Society of Rheology
- Formation: 1929
- Type: Professional association
- Location: USA;
- Members: 1700
- Official language: English
- President: Michael Graham
- Website: www.rheology.org

= Society of Rheology =

American professional organization

The Society of Rheology is an American professional society formed in December, 1929 to represent scientists and technologists working in the field of rheology, the science of the deformation and flow of matter.

Current membership is of the order of 1700 and meetings are held at least annually to discuss topics of common interest. The Society publishes scientific and technical papers in the field of rheology in its own Journal of Rheology and presents a number of annual awards to acknowledge and encourage successful research.

The society was one of the founding members of the American Institute of Physics and is also a member of the International Committee on Rheology, which organizes an international congress on the subject every four years.

==Publications==
The Journal of Rheology is published every two months for the society by the American Institute of Physics and includes papers on the subject of rheology. It was initially established in 1957 as an annual publication entitled the Transactions of The Society of Rheology.
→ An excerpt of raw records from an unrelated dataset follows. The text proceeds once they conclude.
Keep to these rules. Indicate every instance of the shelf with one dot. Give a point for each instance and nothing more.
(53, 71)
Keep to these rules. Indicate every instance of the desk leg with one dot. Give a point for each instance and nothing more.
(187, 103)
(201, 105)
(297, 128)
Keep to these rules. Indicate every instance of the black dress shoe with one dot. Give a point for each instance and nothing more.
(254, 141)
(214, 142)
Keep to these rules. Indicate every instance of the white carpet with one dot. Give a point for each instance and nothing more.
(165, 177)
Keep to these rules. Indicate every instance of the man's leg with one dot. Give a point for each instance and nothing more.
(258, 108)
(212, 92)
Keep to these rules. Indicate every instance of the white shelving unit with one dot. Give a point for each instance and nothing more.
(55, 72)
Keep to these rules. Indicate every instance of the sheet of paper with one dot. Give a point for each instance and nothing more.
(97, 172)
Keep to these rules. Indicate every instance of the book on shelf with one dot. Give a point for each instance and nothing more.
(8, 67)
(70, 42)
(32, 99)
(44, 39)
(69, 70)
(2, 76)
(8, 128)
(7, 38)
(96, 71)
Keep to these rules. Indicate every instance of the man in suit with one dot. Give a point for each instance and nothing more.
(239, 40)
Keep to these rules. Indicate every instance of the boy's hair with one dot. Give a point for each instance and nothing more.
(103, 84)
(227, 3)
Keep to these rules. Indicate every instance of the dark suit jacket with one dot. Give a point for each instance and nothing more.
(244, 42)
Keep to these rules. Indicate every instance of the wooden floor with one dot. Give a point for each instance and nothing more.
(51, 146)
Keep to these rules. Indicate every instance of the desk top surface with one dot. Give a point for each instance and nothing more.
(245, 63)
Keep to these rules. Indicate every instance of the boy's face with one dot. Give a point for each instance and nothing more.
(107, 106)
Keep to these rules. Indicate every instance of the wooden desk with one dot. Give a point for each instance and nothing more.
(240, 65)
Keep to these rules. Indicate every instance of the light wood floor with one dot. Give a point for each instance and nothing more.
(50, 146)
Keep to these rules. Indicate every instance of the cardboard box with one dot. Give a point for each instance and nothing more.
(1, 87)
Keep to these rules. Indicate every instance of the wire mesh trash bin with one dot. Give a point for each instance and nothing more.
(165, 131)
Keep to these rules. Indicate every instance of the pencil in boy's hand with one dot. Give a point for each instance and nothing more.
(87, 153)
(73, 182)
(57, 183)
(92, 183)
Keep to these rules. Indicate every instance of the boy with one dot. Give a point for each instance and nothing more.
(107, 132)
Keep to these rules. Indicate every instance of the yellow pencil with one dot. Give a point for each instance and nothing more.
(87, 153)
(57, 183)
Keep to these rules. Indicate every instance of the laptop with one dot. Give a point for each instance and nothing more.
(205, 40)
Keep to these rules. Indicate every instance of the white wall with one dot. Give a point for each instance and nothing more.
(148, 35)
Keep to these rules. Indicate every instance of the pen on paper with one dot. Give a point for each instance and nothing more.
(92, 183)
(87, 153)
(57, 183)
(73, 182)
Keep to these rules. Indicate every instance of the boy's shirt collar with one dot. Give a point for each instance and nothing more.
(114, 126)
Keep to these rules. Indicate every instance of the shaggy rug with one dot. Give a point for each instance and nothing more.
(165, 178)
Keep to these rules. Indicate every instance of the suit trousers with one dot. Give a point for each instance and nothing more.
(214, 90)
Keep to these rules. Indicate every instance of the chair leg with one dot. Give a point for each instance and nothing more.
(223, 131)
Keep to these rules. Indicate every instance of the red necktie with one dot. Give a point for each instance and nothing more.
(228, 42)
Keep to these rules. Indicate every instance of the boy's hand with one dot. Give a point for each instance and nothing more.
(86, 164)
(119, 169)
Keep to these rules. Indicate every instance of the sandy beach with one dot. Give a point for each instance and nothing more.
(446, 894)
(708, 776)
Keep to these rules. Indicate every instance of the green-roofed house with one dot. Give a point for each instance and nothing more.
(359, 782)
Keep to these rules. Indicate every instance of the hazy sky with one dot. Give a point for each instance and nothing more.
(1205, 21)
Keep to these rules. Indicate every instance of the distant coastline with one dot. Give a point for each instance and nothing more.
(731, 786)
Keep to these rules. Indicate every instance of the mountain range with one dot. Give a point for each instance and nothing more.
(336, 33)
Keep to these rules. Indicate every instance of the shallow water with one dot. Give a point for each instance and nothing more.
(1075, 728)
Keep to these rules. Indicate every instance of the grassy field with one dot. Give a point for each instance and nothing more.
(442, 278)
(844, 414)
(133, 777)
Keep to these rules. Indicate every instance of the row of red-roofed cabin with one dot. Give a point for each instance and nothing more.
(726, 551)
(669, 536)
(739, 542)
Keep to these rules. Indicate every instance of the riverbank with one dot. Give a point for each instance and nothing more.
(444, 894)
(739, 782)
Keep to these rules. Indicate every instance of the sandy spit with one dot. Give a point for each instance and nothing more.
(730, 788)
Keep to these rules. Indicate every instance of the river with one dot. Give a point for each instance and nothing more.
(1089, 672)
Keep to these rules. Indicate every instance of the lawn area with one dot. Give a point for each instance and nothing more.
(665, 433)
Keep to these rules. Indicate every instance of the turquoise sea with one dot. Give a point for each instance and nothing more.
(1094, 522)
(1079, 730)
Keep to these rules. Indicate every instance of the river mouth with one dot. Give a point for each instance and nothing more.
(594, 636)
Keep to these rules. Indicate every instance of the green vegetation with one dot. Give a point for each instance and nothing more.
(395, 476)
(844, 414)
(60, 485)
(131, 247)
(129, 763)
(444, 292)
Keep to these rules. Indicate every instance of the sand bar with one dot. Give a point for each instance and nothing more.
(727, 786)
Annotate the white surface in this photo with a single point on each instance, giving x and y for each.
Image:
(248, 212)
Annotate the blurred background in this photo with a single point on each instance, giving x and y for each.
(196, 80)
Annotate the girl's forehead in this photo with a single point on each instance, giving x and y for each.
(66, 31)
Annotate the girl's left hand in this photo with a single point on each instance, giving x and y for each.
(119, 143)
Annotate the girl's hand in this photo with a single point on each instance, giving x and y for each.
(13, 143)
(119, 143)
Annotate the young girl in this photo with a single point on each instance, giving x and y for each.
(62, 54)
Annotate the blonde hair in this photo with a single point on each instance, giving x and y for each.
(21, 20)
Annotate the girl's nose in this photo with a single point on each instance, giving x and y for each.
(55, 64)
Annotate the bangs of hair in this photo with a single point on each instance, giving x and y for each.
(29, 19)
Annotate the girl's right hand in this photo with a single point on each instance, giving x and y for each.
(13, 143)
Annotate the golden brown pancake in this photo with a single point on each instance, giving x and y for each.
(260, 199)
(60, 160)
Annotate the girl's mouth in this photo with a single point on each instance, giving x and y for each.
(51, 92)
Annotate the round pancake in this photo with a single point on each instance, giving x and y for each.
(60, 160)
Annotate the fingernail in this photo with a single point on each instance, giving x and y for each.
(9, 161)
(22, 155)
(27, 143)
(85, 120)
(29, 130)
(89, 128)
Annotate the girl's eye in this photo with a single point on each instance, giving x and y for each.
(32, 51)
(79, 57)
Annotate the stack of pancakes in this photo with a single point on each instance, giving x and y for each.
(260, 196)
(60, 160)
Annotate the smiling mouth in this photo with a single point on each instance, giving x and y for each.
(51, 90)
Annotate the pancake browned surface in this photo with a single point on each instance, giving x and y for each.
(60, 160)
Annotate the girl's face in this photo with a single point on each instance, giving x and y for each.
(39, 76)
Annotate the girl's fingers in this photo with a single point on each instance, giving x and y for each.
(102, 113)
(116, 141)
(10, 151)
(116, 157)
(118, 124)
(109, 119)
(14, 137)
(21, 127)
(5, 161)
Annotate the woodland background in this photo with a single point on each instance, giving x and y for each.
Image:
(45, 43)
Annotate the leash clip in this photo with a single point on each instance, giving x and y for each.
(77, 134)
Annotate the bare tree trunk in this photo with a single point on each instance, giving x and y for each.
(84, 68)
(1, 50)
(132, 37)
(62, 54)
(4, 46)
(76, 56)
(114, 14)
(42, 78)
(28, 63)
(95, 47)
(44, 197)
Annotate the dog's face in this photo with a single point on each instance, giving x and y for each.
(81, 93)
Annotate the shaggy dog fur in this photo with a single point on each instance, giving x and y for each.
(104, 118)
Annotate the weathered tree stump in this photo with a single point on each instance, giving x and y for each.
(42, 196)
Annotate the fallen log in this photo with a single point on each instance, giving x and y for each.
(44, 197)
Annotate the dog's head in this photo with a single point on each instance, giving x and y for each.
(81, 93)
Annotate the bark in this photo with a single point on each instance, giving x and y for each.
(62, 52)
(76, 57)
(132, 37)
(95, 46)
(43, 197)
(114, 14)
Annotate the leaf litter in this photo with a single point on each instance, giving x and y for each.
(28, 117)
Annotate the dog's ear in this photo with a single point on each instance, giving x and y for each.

The Rheology Bulletin is published twice a year as a news bulletin.

==Awards==
The Bingham Medal is awarded annually to an individual who has made an outstanding contribution to the science of rheology.

The Arthur B. Metzner Early Career Award is awarded, at most annually, to a young person who has distinguished him/herself in rheological research, rheological practice, or service to rheology.

The Distinguished Service Award is awarded infrequently, at the discretion of the Executive Committee, to recognize exceptional service to the Society.